Плохолов подскочил на месте.

— Коллега! Как я могу забыть! Если бы вы знали, какой у меня возник из-за этого спор с Флетчером, с Брошэ! Но эти олухи… Их ничем не прошибешь! Дело в том, что я действительно обнаружил несколько буох… Немного, собственно говоря, три. Было больше, но остальные не доказательны. Зато одна — ее заклеили в переплет «Четьи-Минеи» тысяча пятьсот… позабыл какого года, — одна бесспорная. Совершенно новая разновидность, нигде не описанная. Я назвал ее «пулекс фелис палеографика», бубха кошачья древнеписьменная!..

В эту самую минуту судьба в образе горничной с кружевной наколкой вздумала воспрепятствовать нашей беседе.

— Господин профессор! — раздался ее звонкий голос. — Вас просят к телефону, в кабинет Александра Саввича.

Хозяин, стоявший неподалеку, недоуменно поднял брови:

— В мой кабинет? Каким образом?

Блохолов повернулся как на шарнирах.

— Ах, да, очень может быть, я дал этот номер! — живо вскричал он. — Страшно важное дело! Простите, Александр Саввич… Ради бога, коллега… Пять минут! — И он исчез.

Хозяин пожал плечами.

— А я решил, что вы знакомы, — сказал он, отвечая на мой немой вопрос. — Нет? Я-то его совсем не знаю. Он дока по блохам! Бывают же профессии, господи! Мне его прислали потому, что персидские торговцы предлагают вместо обычной своей ромашки какой-то другой блохобойный злак. Так вот, министерству потребовалось заключение этого премудрого клопомора… Фамилия? Ей-богу, забыл! Где-то на блокноте записано! Хотите, завтра выясню?

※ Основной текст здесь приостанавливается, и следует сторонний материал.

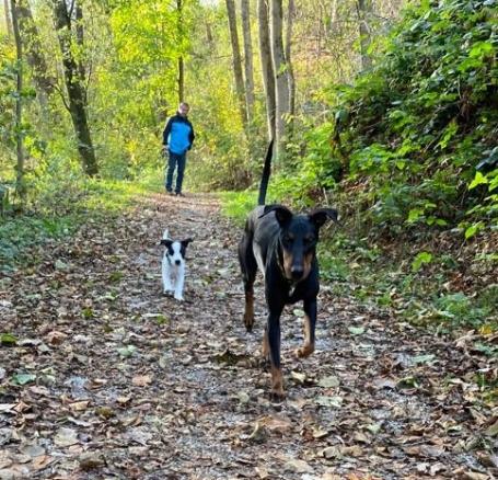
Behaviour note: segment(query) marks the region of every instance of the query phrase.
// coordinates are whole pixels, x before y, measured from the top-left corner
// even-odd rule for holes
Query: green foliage
[[[334,155],[348,159],[348,182],[364,185],[374,225],[398,232],[464,221],[466,238],[497,226],[494,25],[494,1],[424,1],[373,70],[333,92]]]
[[[80,172],[79,169],[74,171]],[[43,202],[30,199],[31,215],[0,217],[0,271],[23,262],[28,248],[68,237],[89,218],[104,217],[111,221],[134,206],[138,195],[161,187],[159,172],[154,170],[143,172],[140,183],[89,180],[82,175],[62,178],[63,173],[59,178],[45,172],[40,176],[43,184],[32,186],[30,192],[36,191]],[[50,186],[48,179],[51,179]],[[31,262],[35,260],[30,259]]]

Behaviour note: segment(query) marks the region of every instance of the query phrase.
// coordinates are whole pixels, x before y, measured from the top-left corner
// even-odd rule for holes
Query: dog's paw
[[[273,388],[269,392],[269,399],[271,402],[282,402],[286,399],[286,392],[283,388]]]
[[[296,351],[296,355],[299,358],[305,358],[306,356],[310,356],[314,351],[315,351],[314,345],[304,345]]]
[[[254,317],[244,315],[244,325],[247,333],[251,333],[253,331]]]

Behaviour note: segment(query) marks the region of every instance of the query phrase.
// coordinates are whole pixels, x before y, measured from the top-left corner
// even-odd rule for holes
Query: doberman
[[[268,320],[263,338],[263,355],[270,361],[271,396],[285,397],[280,367],[280,316],[283,307],[302,300],[304,304],[304,345],[299,357],[314,351],[316,296],[320,289],[316,243],[320,228],[328,218],[337,221],[337,210],[319,208],[309,215],[294,215],[283,205],[265,205],[270,175],[273,140],[266,153],[259,185],[258,206],[245,222],[239,244],[239,261],[245,292],[244,323],[248,332],[254,323],[256,272],[265,277]]]

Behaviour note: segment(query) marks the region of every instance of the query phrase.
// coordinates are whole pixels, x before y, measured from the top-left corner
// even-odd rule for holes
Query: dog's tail
[[[271,155],[274,151],[274,139],[268,145],[266,151],[265,165],[263,167],[262,183],[259,183],[259,196],[257,197],[258,205],[265,205],[266,191],[268,190],[269,174],[271,173]]]

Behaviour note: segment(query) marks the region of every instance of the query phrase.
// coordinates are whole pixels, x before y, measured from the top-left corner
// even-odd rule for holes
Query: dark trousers
[[[176,170],[176,193],[182,193],[182,183],[183,183],[183,174],[185,172],[185,163],[187,161],[187,152],[184,153],[173,153],[171,150],[169,151],[169,159],[167,159],[167,171],[166,171],[166,190],[167,192],[173,191],[173,173]]]

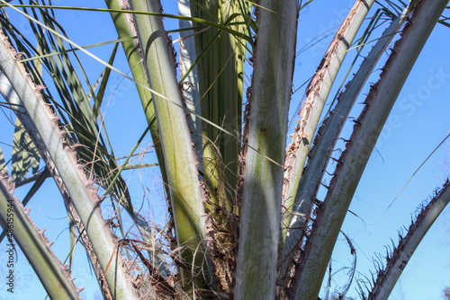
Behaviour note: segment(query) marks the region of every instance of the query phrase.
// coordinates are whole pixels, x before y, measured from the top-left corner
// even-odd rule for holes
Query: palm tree
[[[80,290],[71,278],[72,258],[59,262],[24,208],[48,177],[67,208],[71,253],[78,242],[84,245],[106,299],[318,297],[395,100],[436,22],[448,25],[442,16],[448,1],[356,1],[311,76],[287,145],[298,20],[311,2],[182,0],[180,13],[172,15],[152,0],[105,0],[107,9],[1,1],[0,89],[7,102],[2,105],[17,115],[17,130],[11,172],[0,155],[0,220],[52,299],[79,298]],[[63,9],[111,15],[118,39],[107,61],[68,39],[54,13]],[[28,19],[30,34],[13,13]],[[180,23],[179,69],[163,17]],[[379,33],[385,20],[391,23]],[[358,31],[364,34],[356,39]],[[345,122],[392,40],[345,138]],[[356,59],[369,41],[374,48],[326,113],[346,55],[355,52]],[[120,51],[130,74],[115,66]],[[79,52],[104,66],[95,82]],[[112,72],[136,85],[148,122],[123,163],[102,112]],[[158,163],[131,164],[148,132]],[[345,150],[336,157],[339,138]],[[155,165],[170,216],[163,227],[133,206],[122,177],[124,170]],[[335,171],[319,196],[328,165]],[[21,203],[14,186],[29,181],[33,185]],[[450,200],[448,185],[423,207],[363,298],[389,296]],[[111,216],[103,213],[105,206]]]

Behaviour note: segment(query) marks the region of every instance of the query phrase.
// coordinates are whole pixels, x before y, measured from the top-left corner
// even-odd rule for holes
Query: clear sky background
[[[14,2],[13,2],[14,3]],[[55,4],[104,7],[103,1],[54,1]],[[315,0],[301,12],[297,47],[303,49],[311,40],[324,32],[330,36],[304,49],[297,57],[294,74],[294,88],[299,87],[314,73],[323,54],[346,15],[354,1]],[[162,0],[165,12],[176,13],[176,1]],[[90,45],[115,40],[111,18],[105,13],[86,13],[56,11],[57,20],[67,30],[68,36],[79,45]],[[23,29],[25,29],[23,22]],[[74,26],[74,24],[76,24]],[[168,29],[176,27],[177,22],[167,20]],[[19,27],[21,30],[22,28]],[[325,34],[326,35],[326,34]],[[322,35],[323,37],[325,35]],[[360,181],[350,210],[357,216],[347,214],[342,231],[349,235],[356,248],[357,274],[360,278],[374,271],[373,259],[375,253],[385,254],[385,245],[391,245],[391,239],[396,243],[398,230],[409,226],[416,208],[428,199],[433,190],[442,185],[449,175],[450,143],[446,143],[427,163],[418,172],[403,192],[386,211],[386,208],[400,192],[403,185],[416,169],[428,156],[434,148],[450,132],[450,28],[437,24],[428,42],[422,51],[392,114],[382,133],[367,168]],[[283,45],[280,45],[283,46]],[[178,45],[175,48],[177,49]],[[365,48],[367,51],[370,47]],[[108,60],[112,45],[91,49],[92,52],[104,60]],[[355,51],[355,50],[353,50]],[[347,58],[352,58],[350,51]],[[94,82],[103,70],[103,66],[79,54],[88,74]],[[346,60],[348,67],[350,59]],[[359,66],[360,62],[356,64]],[[128,71],[124,56],[117,57],[114,66],[122,71]],[[343,71],[346,71],[346,66]],[[382,66],[380,66],[380,67]],[[376,82],[379,70],[374,71],[369,80]],[[345,72],[341,72],[345,73]],[[335,85],[340,84],[343,75],[339,74]],[[331,92],[330,97],[336,93]],[[105,123],[116,156],[127,155],[145,130],[147,123],[134,84],[122,80],[121,75],[112,73],[107,88],[107,104],[103,111]],[[294,114],[304,88],[300,89],[292,100],[292,112]],[[367,93],[367,89],[363,92]],[[361,101],[358,102],[363,101]],[[326,107],[328,109],[328,107]],[[356,105],[353,117],[358,116],[360,105]],[[14,128],[9,119],[14,120],[11,111],[0,111],[0,146],[6,158],[11,157]],[[351,133],[351,125],[345,129],[346,137]],[[141,144],[140,151],[151,146],[149,136]],[[155,163],[153,154],[140,157],[141,163]],[[138,162],[135,162],[138,163]],[[130,185],[131,197],[136,206],[143,205],[147,209],[146,216],[154,222],[164,223],[166,207],[162,199],[163,189],[157,168],[140,171],[126,171],[123,177]],[[16,196],[23,197],[31,186],[16,190]],[[27,189],[28,188],[28,189]],[[47,227],[46,235],[56,241],[52,249],[63,260],[68,252],[68,220],[62,199],[51,180],[46,181],[42,189],[31,202],[32,217],[40,228]],[[148,208],[150,207],[150,208]],[[105,210],[111,207],[105,207]],[[151,213],[150,213],[151,211]],[[382,216],[380,222],[379,219]],[[447,207],[428,235],[422,241],[390,299],[441,299],[442,290],[450,287],[450,210]],[[346,270],[341,268],[350,266],[350,251],[341,235],[333,255],[332,288],[346,283]],[[0,244],[0,262],[4,261],[5,243]],[[82,293],[85,299],[99,296],[96,279],[91,275],[86,254],[81,246],[76,253],[74,277],[78,287],[85,287]],[[340,270],[339,270],[340,269]],[[6,267],[0,263],[0,274],[5,274]],[[0,278],[0,299],[43,299],[45,291],[28,265],[22,254],[19,254],[16,265],[16,287],[14,297],[5,294],[4,279]],[[355,285],[350,288],[348,296],[359,298]]]

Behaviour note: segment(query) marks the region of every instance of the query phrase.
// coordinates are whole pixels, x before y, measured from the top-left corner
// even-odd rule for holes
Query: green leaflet
[[[19,119],[16,119],[13,143],[13,159],[11,163],[13,181],[25,179],[30,169],[32,169],[32,176],[36,175],[39,172],[40,160],[40,155],[36,146],[22,128]]]

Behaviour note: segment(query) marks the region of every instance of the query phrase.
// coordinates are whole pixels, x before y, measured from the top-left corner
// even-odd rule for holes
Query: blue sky
[[[103,1],[57,1],[56,4],[104,7]],[[335,32],[336,27],[346,16],[354,1],[315,0],[301,13],[298,33],[298,49],[303,48],[312,39],[324,31]],[[162,4],[167,13],[176,13],[176,1],[163,0]],[[108,13],[57,11],[57,19],[67,28],[68,33],[79,45],[89,45],[116,39],[112,30]],[[73,22],[76,26],[70,26]],[[169,26],[176,26],[170,22]],[[427,163],[418,172],[403,192],[386,211],[386,208],[400,192],[403,185],[414,173],[434,148],[450,132],[450,61],[447,57],[450,48],[450,29],[437,25],[428,43],[422,51],[413,68],[392,114],[382,133],[382,137],[374,152],[350,210],[357,217],[348,214],[342,231],[354,241],[357,252],[357,271],[370,277],[370,270],[374,271],[372,259],[374,253],[384,255],[384,245],[391,244],[391,239],[397,242],[397,231],[403,225],[409,226],[411,215],[418,206],[431,195],[435,188],[444,182],[450,170],[450,143],[446,143]],[[325,53],[332,35],[313,47],[304,50],[296,61],[294,87],[306,81],[315,71]],[[177,45],[176,45],[176,49]],[[104,46],[92,49],[93,53],[107,60],[112,47]],[[369,47],[366,48],[366,50]],[[353,57],[352,52],[347,55]],[[88,72],[92,72],[94,80],[103,70],[103,66],[91,58],[80,55],[83,62],[87,63]],[[347,59],[349,60],[349,59]],[[343,70],[346,71],[346,66]],[[128,66],[121,55],[115,65],[127,72]],[[357,64],[358,65],[358,64]],[[380,66],[380,67],[382,65]],[[374,71],[370,82],[375,82],[379,71]],[[345,72],[341,72],[345,73]],[[337,83],[340,83],[343,75],[339,74]],[[337,84],[335,84],[337,85]],[[300,101],[304,89],[299,90],[292,96],[292,115]],[[145,116],[140,101],[137,97],[133,84],[116,74],[112,75],[111,84],[107,89],[109,102],[104,107],[106,126],[110,134],[113,132],[112,142],[116,156],[126,155],[133,147],[141,133],[146,128]],[[330,95],[334,95],[331,92]],[[363,93],[367,93],[364,90]],[[362,98],[363,99],[363,98]],[[360,102],[362,101],[358,101]],[[327,107],[328,108],[328,107]],[[353,117],[357,117],[357,105]],[[9,114],[6,111],[6,114]],[[4,115],[0,116],[0,142],[11,144],[13,128]],[[350,126],[344,135],[351,133]],[[146,137],[141,144],[151,145],[150,137]],[[9,157],[11,149],[4,144],[0,146]],[[144,156],[142,163],[154,163],[152,154]],[[127,171],[123,177],[128,181],[131,197],[135,205],[143,203],[148,209],[151,203],[151,217],[155,222],[163,223],[166,218],[165,203],[162,200],[162,184],[156,168],[138,171]],[[18,189],[16,195],[21,198],[27,189]],[[32,217],[40,228],[48,227],[46,234],[56,243],[52,247],[59,258],[65,258],[68,251],[68,222],[62,200],[51,181],[48,180],[44,187],[31,202]],[[108,207],[105,207],[107,209]],[[380,222],[379,219],[382,217]],[[450,210],[447,207],[441,217],[432,226],[422,242],[390,299],[439,299],[445,287],[450,287]],[[0,261],[3,260],[4,242],[0,245]],[[86,254],[77,247],[76,268],[74,277],[77,287],[85,287],[83,296],[94,299],[96,292],[96,281],[90,275]],[[342,236],[337,244],[333,255],[333,270],[349,266],[351,257],[349,249]],[[0,273],[4,274],[5,266],[0,265]],[[15,297],[22,299],[32,296],[34,299],[44,298],[45,291],[34,276],[31,267],[22,255],[19,256],[16,266]],[[358,274],[356,274],[356,277]],[[333,277],[333,284],[339,286],[346,282],[345,271],[338,272]],[[0,287],[3,286],[0,279]],[[334,286],[333,286],[334,287]],[[5,294],[0,289],[0,299],[5,299]],[[351,287],[349,296],[357,297],[357,293]]]

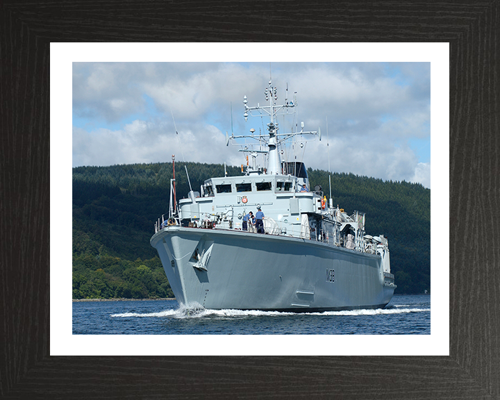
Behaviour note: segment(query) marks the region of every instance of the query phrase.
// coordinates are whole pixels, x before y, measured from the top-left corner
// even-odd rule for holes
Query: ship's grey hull
[[[177,300],[206,308],[375,308],[395,288],[384,282],[380,256],[308,240],[177,226],[151,244]]]

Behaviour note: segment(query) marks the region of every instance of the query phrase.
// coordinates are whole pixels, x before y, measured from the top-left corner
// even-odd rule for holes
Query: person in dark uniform
[[[256,212],[256,228],[257,228],[257,233],[264,233],[264,212],[262,212],[260,208],[257,208],[257,212]]]

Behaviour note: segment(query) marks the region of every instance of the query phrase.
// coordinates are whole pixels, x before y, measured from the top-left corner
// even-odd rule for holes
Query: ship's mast
[[[296,92],[297,93],[297,92]],[[247,149],[245,147],[244,149],[240,150],[240,151],[249,151],[251,155],[253,156],[253,153],[256,155],[257,153],[267,153],[267,173],[270,174],[281,174],[281,159],[280,157],[279,151],[278,150],[278,146],[279,144],[283,145],[287,140],[291,139],[294,136],[297,135],[317,135],[321,140],[321,131],[304,131],[303,123],[301,124],[302,129],[299,132],[292,132],[290,133],[278,133],[279,130],[278,124],[276,122],[278,120],[278,115],[285,115],[291,114],[294,112],[292,110],[297,107],[297,99],[294,98],[293,101],[288,101],[288,85],[287,85],[286,94],[285,98],[285,103],[283,105],[277,105],[276,101],[278,99],[278,89],[272,84],[272,81],[269,79],[269,85],[264,91],[265,94],[266,101],[269,101],[269,106],[260,106],[258,103],[256,107],[249,107],[248,100],[247,96],[243,97],[243,104],[244,105],[244,113],[243,117],[245,121],[248,121],[249,115],[254,117],[260,116],[263,114],[267,114],[269,116],[269,123],[267,124],[267,131],[269,133],[269,139],[265,140],[266,145],[267,146],[267,150],[251,150]],[[256,114],[253,114],[252,111],[255,110]],[[257,140],[260,141],[260,138],[257,138],[253,136],[253,133],[255,129],[251,129],[250,131],[252,133],[251,135],[235,135],[233,133],[231,134],[231,137],[226,133],[226,144],[228,145],[229,142],[241,138],[250,138],[252,140]],[[255,168],[255,167],[254,167]]]

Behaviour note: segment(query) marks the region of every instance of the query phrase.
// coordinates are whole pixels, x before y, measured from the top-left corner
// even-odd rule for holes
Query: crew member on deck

Разговор этот еще не кончился, когда блохолов снова появился в дверях. Без всяких церемоний, видимо в чрезвычайном ажиотаже, прихрамывая и поправляя пенсне, он бросился прямо к нам:

— Простите, Александр Саввич, но я не могу задерживаться ни одной секунды. Я должен немедленно ехать. Я даже вызвал таксомотор. Дело в том, что она… только что скончалась!

— Скончалась! — ахнули дамы. — Что вы говорите? Какой ужас! Кто скончался?

— Рысь! — отрезал человечек, вытаскивая блокнот.

— Рысь? Какая рысь? Где?

— Боуотная! — с непонятным торжеством ответил он. — В том-то и дело, что боуотная! Что значит где? На Пресне! В зоологическом! Я должен ее обловить! На ней могут быть бубхи. Буохй с боуотной рыси нет даже у Джона Моргана! Так я пошлю ему эту буоху! Я!

В передней, торопясь и волнуясь, он укутал тощую шею кашне, наколотил на ноги калоши, надел пальто и, фыркнув, исчез.

ШПИОН И МАМОНТ

Прошло еще три года. Настал незабываемый 19-й. Наши войска начали гнать Колчака. У нас на границе тайги и тундры, где я воевал, половодье только что кончилось. Стали чуть-чуть намечаться таежные тропы, обсыхать поймы рек. Надо было быстро установить разорванную весной связь между частями, обревизовать тылы, передать им новые радостные вести.

Я, как комиссар бригады, поехал по ее полкам. Почти два месяца, в глубоком тылу у Колчака, эти полки сражались каждый на свой страх и риск, каждый — в своем углу этого дремучего края.